Ghosts walk at Yuletide

Anne_Boleyn_London_TowerI am reading the historical novel, Wolf Hall, about the life of Thomas Cromwell and his intrigues with Henry the VIII.  In the novel, the author references the well-known fact that ghosts are astir during the holiday season, and that got me to wondering about ghosts and Christmas.  Of course, the first thought most of us have is Dickens’ “A Christmas Carol” with its ghosts of past, present and future.  In much more recent lore, here’s a line in “It’s the Most Wonderful Time of the Year” (1963) that references the “scary ghost stories/and tales of the glories/of Christmases long long ago.”

Reading up on the topic and thinking about Henry VIII, I came across multiple connections to Anne Boleyn, unfortunate second wife of Henry VIII, who is reputed to walk the grounds of her beloved Hever Castle on Christmas Eve.  I discovered that she is just one of many ghosts connected to Christmas.  Next to Halloween, Christmas is the most haunted time of the year. (I could write some song lyrics for that, I think.)

While most connections between ghosts and Christmas center on the Winter solstice,  I found one source that highlights the proliferation of Victorian ghost stories to economic changes and the development of gas lamps?

Lighting was often provided by gas lamps, which have also been implicated in the rise of the ghost story; the carbon monoxide they emitted could provoke hallucinations. And there was a preponderance of people encountering ghosts in their daily life come the middle of the century. In 1848, the young Fox sisters of New York heard a series of tappings, a spirit apparently communicating with them through code, and their story spread quickly. The vogue for spiritualism was under way.
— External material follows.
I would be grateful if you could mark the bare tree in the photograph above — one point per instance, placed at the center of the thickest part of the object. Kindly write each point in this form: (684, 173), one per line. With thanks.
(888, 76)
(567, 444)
Spiritualists believed spirits residing in the afterlife were potentially able to commune with the living, and they set up seances to enable this.The most ancient origins of ghosts at Christmas come from the Celts and their celebration of the Yule, the winter solstice, when the old year gives way to the new. In this ancient celebration, ghosts of the dead are roaming during this time of rebirth and return of the sun. I found an excellent discussion about the connection of the winter solstice and the longest night of the year being the perfect time for ghosts to roam about.  People light candles and burn fires to chase away these spirits and to welcome the sun’s return.  Many a night, when I’ve gone into the yard to lock up the chickens, the darkness of winter has seemed darker than usual.  I would not be surprised if I saw a ghost or two.  

(“Ghosts of Christmas Past:  Why were the Victorians to ghastly good at ghost stories?”)

I’m not convinced by this explanation above, but it leads me toward more exploration!  I’m on the hunt for good Christmas ghost stories.